Flashes of brilliant blue-green light scorched through her mind and illuminated scenes of Alaric’s life, careening from image to image like some insane Ghost of Atlanteans Past, and all she could do was try to hold on for the ride.

Alaric as a child, running and playing with the other boys. Carefree and happy; but, even then, there was a certain reserve to him. He stood apart, and she felt the loneliness that never quite left him.

Alaric as a young man, riding a horse at a breakneck pace across green fields, with Conlan chasing after him, both of them laughing.

The two of them, carousing in what looked like a tavern, surrounded by admiring young women.

Quinn cried out again as an especially intense surge of power or magic or whatever Alaric must carry around inside of him all of the time spiked into her brain and she lost her senses for a few moments. When she climbed back up out of the dark to conscious thought, the images showed her an older, harder Alaric.

He shouted at Conlan that he didn’t want to be high priest. He didn’t want the duty or the responsibility. “What happened to our plans to travel around the surface for a few dozen years, doing nothing but eating, drinking, and wenching?”

But the Conlan in the vision only shook his head, sadness on his face, and the insane tour continued, with Quinn soon floating on the edge of a dark, dark room.

The darkness of the Rite of Oblivion is only equal to the darkness in your own soul,” a voice was saying, but the voice’s owner was hooded and robed, so Quinn couldn’t see his face. She could see Alaric clearly enough, though, wearing nothing but a loose pair of pants, struggling as three robed figures pushed him toward a hole in the floor.

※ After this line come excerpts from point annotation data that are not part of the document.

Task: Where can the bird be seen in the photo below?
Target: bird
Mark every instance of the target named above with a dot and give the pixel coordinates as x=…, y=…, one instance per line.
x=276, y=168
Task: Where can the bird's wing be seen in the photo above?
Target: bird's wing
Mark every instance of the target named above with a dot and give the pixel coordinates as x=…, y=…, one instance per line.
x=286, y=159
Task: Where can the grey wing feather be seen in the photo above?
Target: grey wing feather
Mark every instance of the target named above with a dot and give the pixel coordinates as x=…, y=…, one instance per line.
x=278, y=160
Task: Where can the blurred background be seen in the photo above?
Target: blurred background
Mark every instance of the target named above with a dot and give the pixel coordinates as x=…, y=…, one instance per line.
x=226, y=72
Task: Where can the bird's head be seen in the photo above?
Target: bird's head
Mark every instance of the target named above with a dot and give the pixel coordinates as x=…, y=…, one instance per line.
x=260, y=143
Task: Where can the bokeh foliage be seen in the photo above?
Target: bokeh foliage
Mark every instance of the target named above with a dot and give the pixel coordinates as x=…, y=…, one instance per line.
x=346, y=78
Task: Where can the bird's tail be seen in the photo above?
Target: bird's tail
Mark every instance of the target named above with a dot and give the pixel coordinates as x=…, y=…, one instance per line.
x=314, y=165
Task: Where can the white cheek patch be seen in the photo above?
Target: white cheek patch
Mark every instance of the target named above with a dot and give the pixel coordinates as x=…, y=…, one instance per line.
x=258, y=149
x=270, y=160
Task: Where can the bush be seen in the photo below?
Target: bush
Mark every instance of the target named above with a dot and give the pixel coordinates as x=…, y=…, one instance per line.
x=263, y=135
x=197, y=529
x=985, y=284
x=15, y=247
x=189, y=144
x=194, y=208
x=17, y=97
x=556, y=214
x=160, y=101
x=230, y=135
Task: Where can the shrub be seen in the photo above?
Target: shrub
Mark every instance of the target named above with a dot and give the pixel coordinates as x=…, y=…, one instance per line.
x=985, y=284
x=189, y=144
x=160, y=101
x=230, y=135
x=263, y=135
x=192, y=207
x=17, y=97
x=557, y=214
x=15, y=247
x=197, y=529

Alaric’s clenched jaw, and the corded muscle starkly outlined beneath his skin as he tried to resist, told her that whatever waited for him underground was something that would terrify anyone with less courage.

If the oubliette accepts you, it will give you back to us. If it does not, it will take you a very long time to die,” the sadistic bastard said, and then the three of them shoved Alaric into the hole.